“Sir, my concern is not whether God is on our side; the greatest concern is to be on God’s side, for God is always right.” Abraham Lincoln was hesitant to claim divine righteousness for his cause, but that humility is tougher to find among the World War II allies in 1962’s The Longest Day.
Sure, when weather didn’t cooperate for the D-Day Invasion, Lt. Col. Benjamin Vandervoort (played by John Wayne) said, “Sometimes I wonder whose side God’s on,” but you can tell he doesn’t really doubt that God opposes the Nazis.
The Brits are sure they’re fighting for God, King, and Country, and the Americans the same (minus the king). When Brig. General James Gavin (Robert Ryan) sends out his troops he tells them, “When you get to Normandy, you will have only one friend -- God.”
The Longest Day is the true story of the Normandy invasion, with a screenplay by Cornelius Ryan based on his nonfiction book of the same name. His book reports on the story from a wide range of sources, including General Dwight Eisenhower and his command staff, paratroopers, members of the French Resistance, and even those on the German side.
But it’s Mitchum who plays Brig. General Norman Cota, the soldier who makes a climatic breakthrough off the beach up to the mainland. Mitchum is one of the three stars (with John Wayne and Henry Fonda) featured in many of the advertising posters. Even as a star, though, Mitchum has only about fifteen minutes of screen time in the three hour film.
Clergy have even less screen time, playing little cameos from one minute to, at the most, five minutes, but there’s enough of interest for us here at Movie Churches.
First of all, there is Father Louis Roulland (Jean-Louis Barrault), a French priest in the city of Sainte-Mere-Eglise, occupied by the Germans. He’s a fictional character who, I assume, Ryan intended to represent real clergy in occupied France.
In a true story (I remember it from the book), one of the paratroopers landed on the church, his parachute caught on the bell tower. He remained there for hours, the ringing of the bells rendering him deaf for days.
What I found truly impressive were two clergymen who landed with the paratroopers. Like the soldiers, the clergy are given “clickers” to signal fellow soldiers. One clergyman found himself alone in the field and began to click wildly. Another soldier approached him, “Come on, Padre, stop making all that noise.”
The clergyman responded, “I’m sorry, son, I’m lost.”
The soldier said, “Who isn’t? Come with me.” I was impressed by clergy who were willing to be lost and in grave danger to be with the troops.
Another paratrooping clergyman (John Gregson) landed in a stream, losing his communion set (a box with consecrated wine and bread) in the water. He searched for it frantically.
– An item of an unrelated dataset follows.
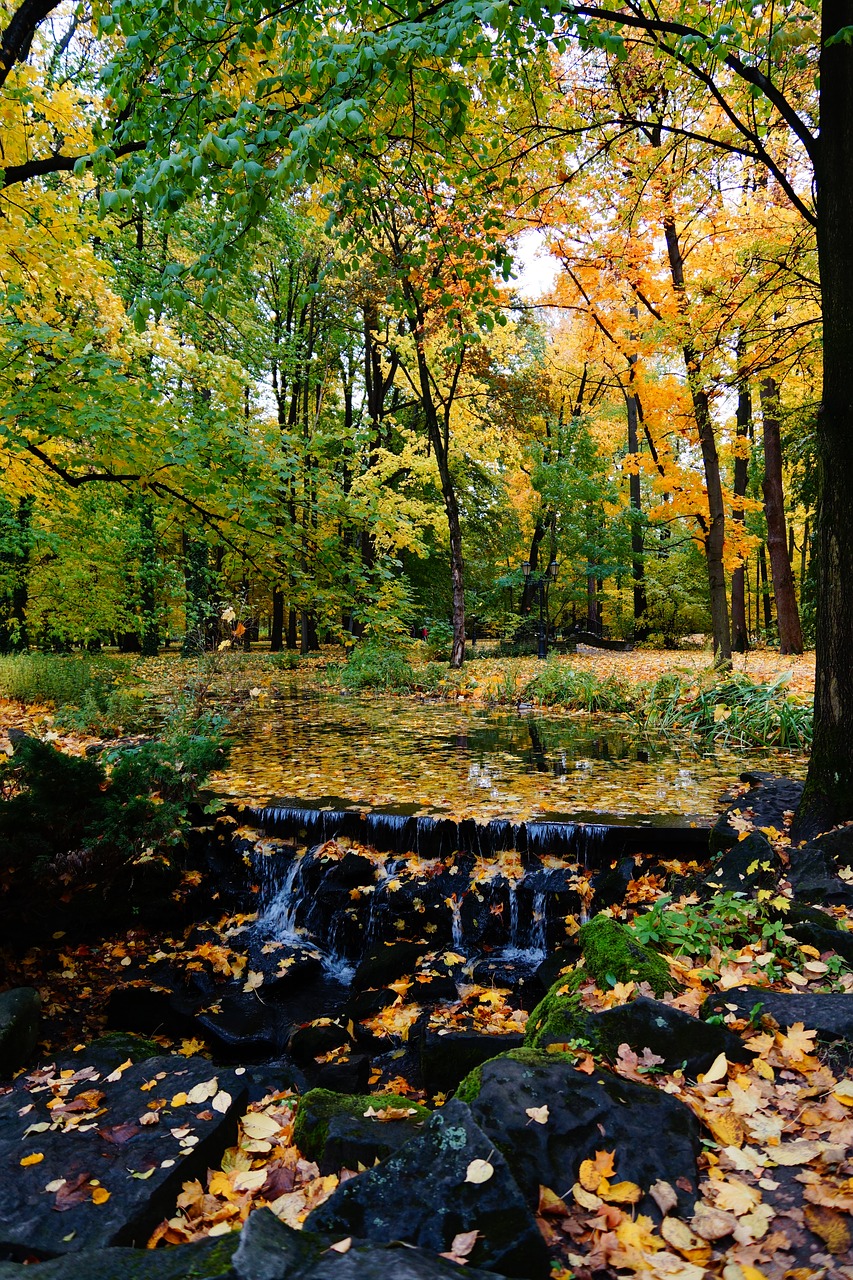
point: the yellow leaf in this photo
(717, 1070)
(830, 1226)
(479, 1171)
The soldier who helped him find it shouted, “Glory be!”
The clergyman replied, “Son, let’s go about God’s work.”
The most impressive impressive clergy in the film, though, are a group of nuns who boldly walked through Sainte-Mere-Eglise as battle raged. When they got to a building where the Allied wounded were, an officer asked them what they were doing.
“I am Mother Teresa, Mother Superior of our convent. All of the sisters are qualified nurses.”
The officer replied, rather redundantly, “But this is a battle!” The nuns seemed to be quite aware of this fact and set to work.
Among the cast of thousands, God’s workers stand out in the film, earning the Church in the film Movie Church’s highest rating of Four Steeples.